In December 2023, The New Jersey rock legends Screaming Females band announced their breakup on their social media pages, ending a brilliant 18-year run. The trio of guitarist/vocalist Marissa Paternoster, bassist “King” Mike Abbate, and drummer Jarrett Dougherty had started playing together in the New Brunswick DIY scene that orbited Rutgers University in the mid-2000s. They always kept a foot in that world, even as they became critical darlings and fixtures of the indie-rock touring circuit.

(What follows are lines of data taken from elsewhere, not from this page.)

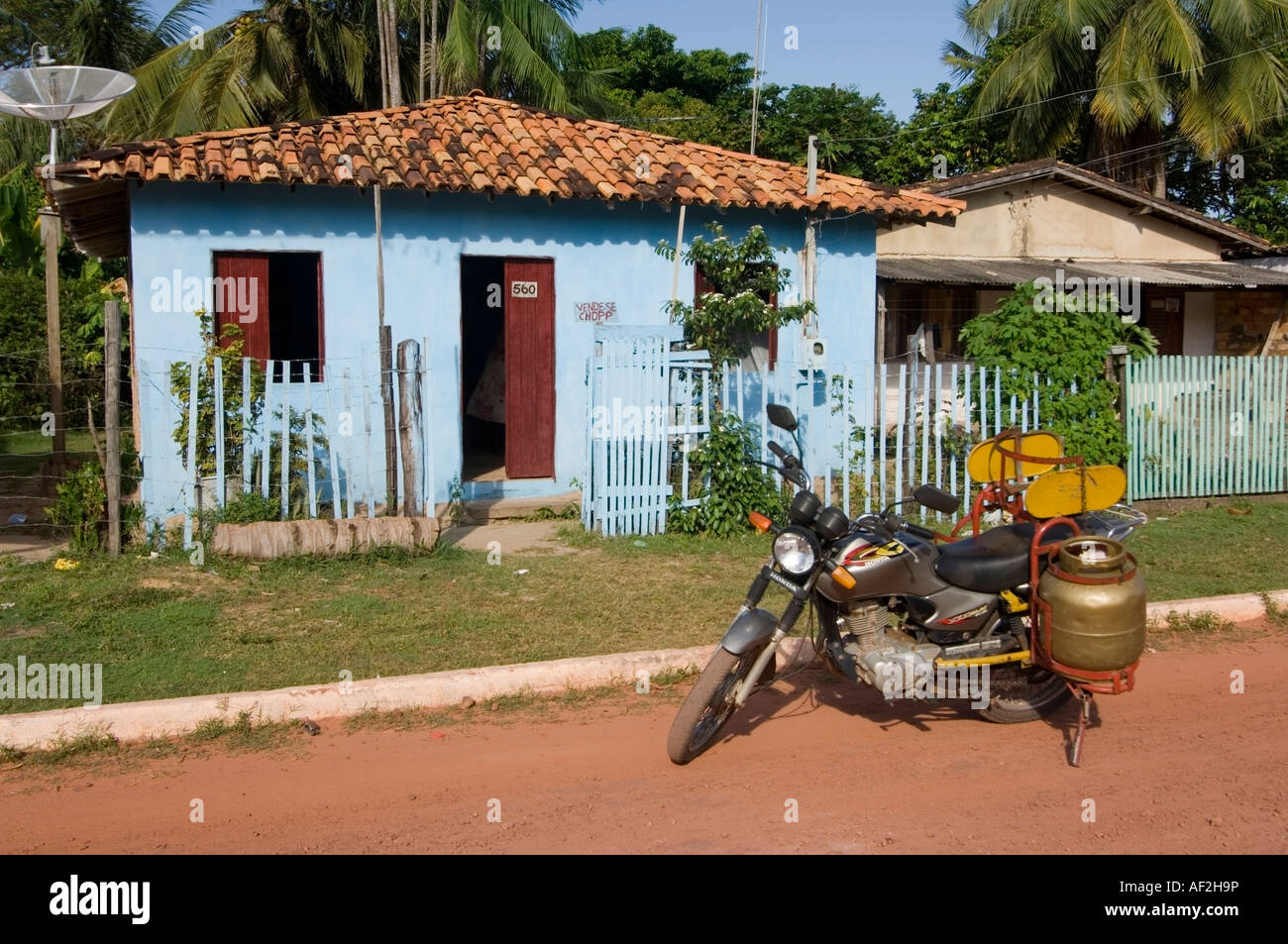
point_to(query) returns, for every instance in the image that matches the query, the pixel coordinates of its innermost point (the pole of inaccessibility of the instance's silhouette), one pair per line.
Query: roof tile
(490, 146)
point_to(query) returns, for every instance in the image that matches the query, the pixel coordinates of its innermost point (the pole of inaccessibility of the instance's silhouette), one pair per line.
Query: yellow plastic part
(986, 464)
(1076, 489)
(984, 660)
(1014, 603)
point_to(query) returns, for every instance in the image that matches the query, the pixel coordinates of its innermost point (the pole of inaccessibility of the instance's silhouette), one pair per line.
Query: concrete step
(482, 510)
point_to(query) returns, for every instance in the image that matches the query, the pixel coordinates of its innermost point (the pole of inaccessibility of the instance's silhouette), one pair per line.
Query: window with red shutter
(275, 299)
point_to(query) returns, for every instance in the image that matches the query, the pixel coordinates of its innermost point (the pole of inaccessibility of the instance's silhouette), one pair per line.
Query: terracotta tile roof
(489, 146)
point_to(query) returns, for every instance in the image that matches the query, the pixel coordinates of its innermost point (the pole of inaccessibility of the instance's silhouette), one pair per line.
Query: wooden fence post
(386, 395)
(410, 423)
(111, 421)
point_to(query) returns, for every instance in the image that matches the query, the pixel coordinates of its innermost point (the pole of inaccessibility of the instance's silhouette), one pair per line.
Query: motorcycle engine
(888, 660)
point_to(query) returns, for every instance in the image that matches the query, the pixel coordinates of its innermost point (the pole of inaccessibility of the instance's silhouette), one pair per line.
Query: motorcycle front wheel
(709, 704)
(1024, 694)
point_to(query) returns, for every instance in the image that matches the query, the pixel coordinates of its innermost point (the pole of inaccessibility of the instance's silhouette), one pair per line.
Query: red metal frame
(1010, 497)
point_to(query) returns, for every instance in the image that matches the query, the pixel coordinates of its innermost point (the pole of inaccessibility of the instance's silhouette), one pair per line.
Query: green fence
(1207, 425)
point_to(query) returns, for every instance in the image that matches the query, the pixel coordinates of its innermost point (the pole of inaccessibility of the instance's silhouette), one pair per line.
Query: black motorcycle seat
(995, 561)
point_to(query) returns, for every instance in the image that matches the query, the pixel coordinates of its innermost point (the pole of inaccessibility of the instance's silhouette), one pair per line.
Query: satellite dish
(56, 93)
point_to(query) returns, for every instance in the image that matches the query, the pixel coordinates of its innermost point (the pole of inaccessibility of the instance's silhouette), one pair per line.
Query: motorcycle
(902, 607)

Their final album, 2023’s “Desire Pathway”, kicks nearly as much ass as anything that the band ever released. There’s been no announcement about a grand-finale show or anything like that, but we’re now getting one final recording from the band, and it stands as further evidence that they were an absolute wrecking ball until the very end. Screaming Females recorded the five songs on their newly released “Clover” EP during their “Desire Pathway” sessions. As with that album, the band laid those tracks down at Pachyderm Studios in Minnesota, the same place where Nirvana made In Utero and PJ Harvey made Rid Of Me.

Their producer was longtime collaborator Matt Bayles, who’s also worked with bands like Mastodon and Pearl Jam. The EP is an unexpected treat, and all five songs rock hard. “Violence And Anger”? . If Screaming Females ever decide to get back together, the “Clover” EP stands as evidence that they’ll still be in fighting form.